This Boxing Day Punch Yourself With The Joker Script, Which Is Now Online

This Boxing Day Punch Yourself With The Joker Script, Which Is Now Online

Reading a film’s script is nothing like actually seeing the film in all its cinematic glory. But seeing the dialogue and direction of a movie like Joker all spelled out in black and white on the page does give you a distinct and interesting perspective on what the filmmakers were working with on a fundamental level—and what it was they were trying to achieve with the final product.

With awards season right around the corner, more studios are beginning to share the full screenplays for the films they’re hoping are going to rake in all the glory. Warner Bros. has just shared Joker’s script with Deadline, and even if you’ve already seen the film, it’s fascinating how the story reads without all of its striking cinematography that evokes classic films like Taxi Driver and The King of Comedy drawing attention away from what characters are actually saying and doing to one another.
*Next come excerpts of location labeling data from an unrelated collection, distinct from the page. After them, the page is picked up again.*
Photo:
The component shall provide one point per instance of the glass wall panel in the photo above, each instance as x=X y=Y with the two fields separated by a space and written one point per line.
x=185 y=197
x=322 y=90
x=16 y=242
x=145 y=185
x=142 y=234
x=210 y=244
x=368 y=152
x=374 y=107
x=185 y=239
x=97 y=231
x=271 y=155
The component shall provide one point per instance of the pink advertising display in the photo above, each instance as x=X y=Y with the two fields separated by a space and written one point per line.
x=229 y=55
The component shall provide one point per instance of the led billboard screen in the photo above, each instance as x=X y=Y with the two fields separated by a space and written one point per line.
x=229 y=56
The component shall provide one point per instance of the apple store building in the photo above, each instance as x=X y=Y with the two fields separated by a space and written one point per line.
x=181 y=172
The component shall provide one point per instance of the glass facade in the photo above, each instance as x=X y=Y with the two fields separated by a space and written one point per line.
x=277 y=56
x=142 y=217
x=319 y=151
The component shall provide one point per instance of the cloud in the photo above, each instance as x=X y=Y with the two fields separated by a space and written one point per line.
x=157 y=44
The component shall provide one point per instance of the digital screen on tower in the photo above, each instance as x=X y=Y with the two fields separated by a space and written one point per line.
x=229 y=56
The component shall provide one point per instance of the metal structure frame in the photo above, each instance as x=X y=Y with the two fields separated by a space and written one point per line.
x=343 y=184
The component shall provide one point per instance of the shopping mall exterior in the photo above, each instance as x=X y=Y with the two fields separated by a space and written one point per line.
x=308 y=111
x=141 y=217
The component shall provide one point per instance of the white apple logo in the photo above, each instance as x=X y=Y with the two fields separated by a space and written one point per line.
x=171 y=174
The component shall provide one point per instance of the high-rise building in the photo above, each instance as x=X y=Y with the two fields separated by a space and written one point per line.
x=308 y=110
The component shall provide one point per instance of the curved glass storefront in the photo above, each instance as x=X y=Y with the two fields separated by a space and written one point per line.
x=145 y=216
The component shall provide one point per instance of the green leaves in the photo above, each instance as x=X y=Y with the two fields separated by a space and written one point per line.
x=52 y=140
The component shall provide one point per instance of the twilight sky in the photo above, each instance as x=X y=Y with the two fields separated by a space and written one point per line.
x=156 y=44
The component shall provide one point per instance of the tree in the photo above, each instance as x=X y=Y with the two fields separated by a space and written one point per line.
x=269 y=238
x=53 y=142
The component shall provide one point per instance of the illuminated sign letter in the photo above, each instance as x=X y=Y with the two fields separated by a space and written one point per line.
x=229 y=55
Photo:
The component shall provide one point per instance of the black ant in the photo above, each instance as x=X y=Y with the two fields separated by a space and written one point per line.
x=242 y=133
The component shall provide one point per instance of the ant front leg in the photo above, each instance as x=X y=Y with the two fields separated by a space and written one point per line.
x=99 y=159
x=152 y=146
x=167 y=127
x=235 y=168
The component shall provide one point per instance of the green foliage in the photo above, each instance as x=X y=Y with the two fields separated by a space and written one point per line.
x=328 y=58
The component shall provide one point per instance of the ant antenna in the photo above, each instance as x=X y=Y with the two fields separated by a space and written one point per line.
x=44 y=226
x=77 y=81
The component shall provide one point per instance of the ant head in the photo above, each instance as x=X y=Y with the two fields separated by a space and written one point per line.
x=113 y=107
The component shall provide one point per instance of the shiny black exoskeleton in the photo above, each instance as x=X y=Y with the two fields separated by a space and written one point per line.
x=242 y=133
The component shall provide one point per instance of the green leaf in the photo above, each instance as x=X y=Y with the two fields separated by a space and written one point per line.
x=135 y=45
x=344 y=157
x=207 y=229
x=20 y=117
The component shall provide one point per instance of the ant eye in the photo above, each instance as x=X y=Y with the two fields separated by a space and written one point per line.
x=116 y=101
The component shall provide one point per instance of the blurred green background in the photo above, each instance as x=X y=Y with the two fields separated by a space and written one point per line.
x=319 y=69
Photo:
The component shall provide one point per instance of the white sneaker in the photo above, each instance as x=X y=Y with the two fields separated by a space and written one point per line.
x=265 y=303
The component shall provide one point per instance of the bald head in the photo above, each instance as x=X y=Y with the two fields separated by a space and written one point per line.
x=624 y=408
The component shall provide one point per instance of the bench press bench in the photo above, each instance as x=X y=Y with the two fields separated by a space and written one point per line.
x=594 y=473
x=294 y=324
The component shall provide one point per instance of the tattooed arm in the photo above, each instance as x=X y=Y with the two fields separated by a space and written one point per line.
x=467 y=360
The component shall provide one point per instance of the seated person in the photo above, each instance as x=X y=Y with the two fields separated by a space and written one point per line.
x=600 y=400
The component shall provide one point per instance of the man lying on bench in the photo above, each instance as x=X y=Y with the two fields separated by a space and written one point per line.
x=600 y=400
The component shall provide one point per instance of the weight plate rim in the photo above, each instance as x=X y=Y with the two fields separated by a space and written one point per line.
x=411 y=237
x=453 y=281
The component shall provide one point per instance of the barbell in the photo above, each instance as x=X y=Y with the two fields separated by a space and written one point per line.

Decoupled from deliveries by actors like Joaquin Phoenix, Zazie Beetz, and Robert De Niro, the dialogue in many of Joker’s scenes falls flat—which is to be somewhat expected, considering that movies like this are presumably written in such a way that allows for the actors to bring an energy that helps fully realise their characters. But more than that, the script often feels as if it wasn’t crafted to tell a nuanced story about how a broken man became Gotham’s most infamous supervillain, but rather a story that uncritically glamorises gun violence and doesn’t really know what it wants to say about mental illness.

Again, the script makes the most sense after you’ve already seen the movie and can match up the scenes on the page with their cinematic counterparts. But once you’ve seen Joker, and then gone back to reexamine how the scenes were initially written out, it becomes that much harder not to see how, ultimately, the movie just wasn’t all that great.